Suddenly, they announced that I was wanted again. They alleged that I was going to bomb the NNPC depot at Ejigbo. Ah! I was still being tried for treason, which carries a sentence of life imprisonment, and I was again accused of trying to bomb an NNPC depot. I couldn’t go back because my photograph was all over the place that I wanted. A diplomatic source advised me that I should leave the country if I wanted to continue the struggle. Dan Suleiman, Alani Akinrinade were in danger. We asked Bolaji Akinyemi to leave the country and promote the struggle at the international level.
That was the National Democratic Coalition then…
Yes. I was at the forefront of the struggle at that level. When I went to see my uncle, K.O Tinubu, at home, he shed tears that night. He said he didn’t want to lose me and that I was about to be killed. He begged me to leave Nigeria and affirmed that being a former police officer, he was sure I would be killed.
He said that I couldn’t return to my house since they had bombed it. I went to a friend’s house. Before then, there was an incident that made them believe that I was at Ore Falomo’s hospital. They went to the hospital to look for me. Eventually, I left Nigeria for the Benin Republic by NADECO route.
How did you make it across the border?
I disguised myself with a huge turban and babanriga and escaped into Benin Republic on a motorbike. My old Hausa friend gave me the clothes to me. In fact, when I appeared to Kudirat Abiola, she didn’t know that I was the one! I gave her some information and some briefing. I left at 1 a.m. While in Benin Republic, I was still coming to Badagry to ferry people and organise and coordinate the struggle with others on the ground. We put a group together, ferrying NADECO people across.

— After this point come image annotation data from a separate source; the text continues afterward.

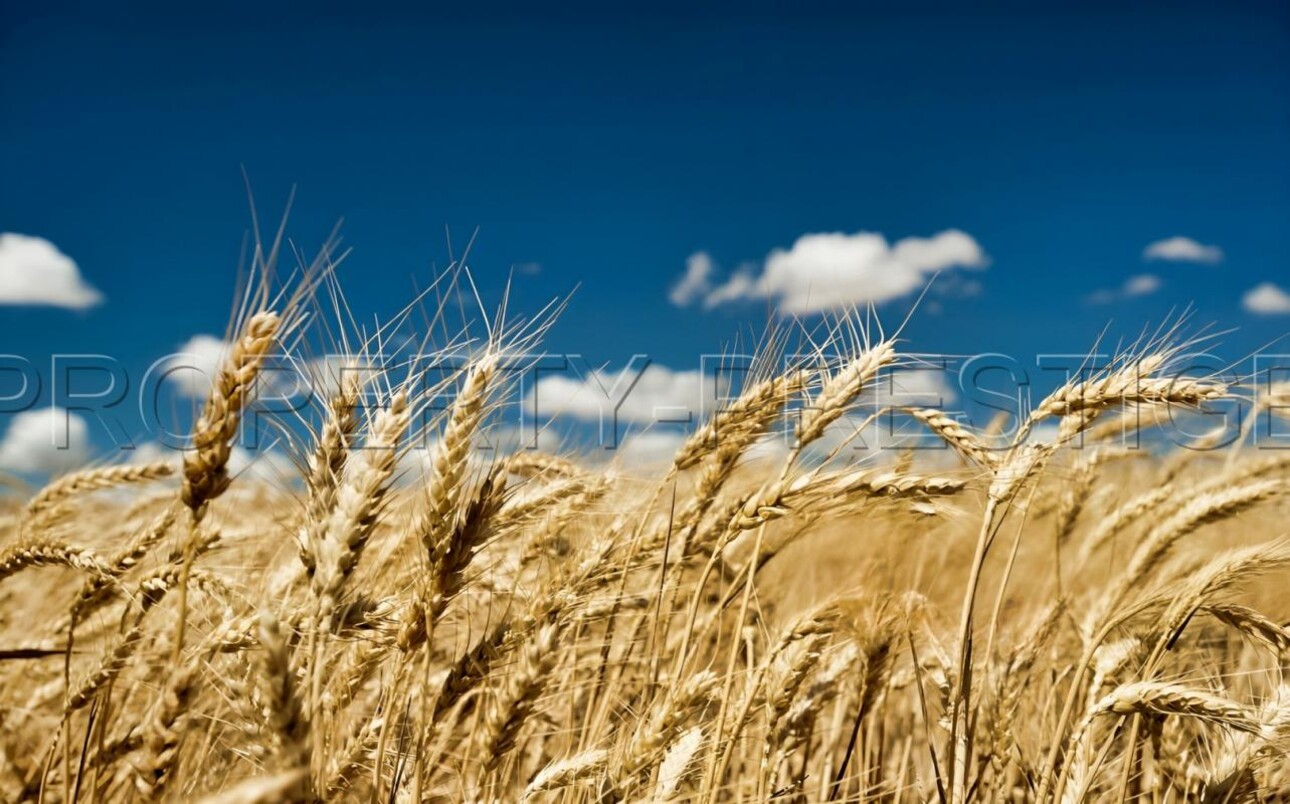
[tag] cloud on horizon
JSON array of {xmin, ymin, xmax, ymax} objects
[
  {"xmin": 1089, "ymin": 274, "xmax": 1165, "ymax": 305},
  {"xmin": 1142, "ymin": 237, "xmax": 1223, "ymax": 265},
  {"xmin": 668, "ymin": 228, "xmax": 989, "ymax": 315},
  {"xmin": 1241, "ymin": 281, "xmax": 1290, "ymax": 315},
  {"xmin": 0, "ymin": 407, "xmax": 90, "ymax": 475},
  {"xmin": 0, "ymin": 232, "xmax": 103, "ymax": 310}
]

It was a very challenging time. I can’t forget people like Segun Maiyegun and other young guys in the struggle. I would come from Benin to hold meetings with them and sneak back. The military created a whole lot of momentum around me. They took over my house, and guest house and carted away all my vehicles and property to Alagbon. That is why today, I don’t have old photographs. They took eight of my cars away.
My wife and my two toddlers were dropped in a bush; nowhere to go. Beko and the diplomatic missions came to our aid and ferried my wife and kids to the United States. I was still in Benin Republic. Besides, I didn’t have a passport and couldn’t have been able to travel. At a stage, they discovered our routes, because they had spies all over, including the Benin Republic. Twice I was caught and I fortuitously escaped. They traced me to one dingy hotel I was hiding.
The day they came for me at the hotel, I had gone out on an Okada to buy amala at a market, where Yorubas are dominant. I was also to meet Akinrinade and the rest of them. The spies went to the hotel and as I was approaching, I saw two people wearing tajia (skull caps) at the front desk, asking questions. The man attending to them at the reception (I had been very nice to the receptionist) winked at me and I turned back. I contacted a friend in the Benin Republic, who was an architect and had a very strong sympathy for us. Professor Wole Soyinka and Alani Akinrinade, who lodged in a better hotel, were fortunate to have escaped that night, too. The people on their trail pursued them to the hotel but fortunately missed them.
Then the British High Commission got proper information through the Consular-General that my life was in danger. He stamped a visa on a sheet of paper and did a letter, authorising the airline to pick me up from Benin Republic to any port of entry in Britain. I didn’t know how they got to me. A lady just walked up to me and handed me an envelope. She said I had been granted entry into the United Kingdom. She said I could be killed if I failed to leave in the next 48 hours. It was Air Afrique that took me from Benin Republic to London. Meanwhile, my wife was still in the United States. I landed in Britain and worked my way back to the Benin Republic. I picked up my passport from somewhere. I went to an African country and through their connections, they gave me a diplomatic passport as a cultural ambassador.
What country was that?
No, please! The African country that helped us with the diplomatic passport was showing gratitude for the help Abiola had done to its president before. So, you can make your deduction. Then, I was shuffling and coordinating our activities in the UK, Benin Republic, and Cote d’Ivoire. I used my passport to travel to Cote d’Ivoire to hold meetings at the Hotel Continental because we were planning to make another broadcast that would be aired in Nigeria. By the time I returned to the hotel, the military assailants had broken into my hotel room and taken away my briefcase and a diplomatic passport.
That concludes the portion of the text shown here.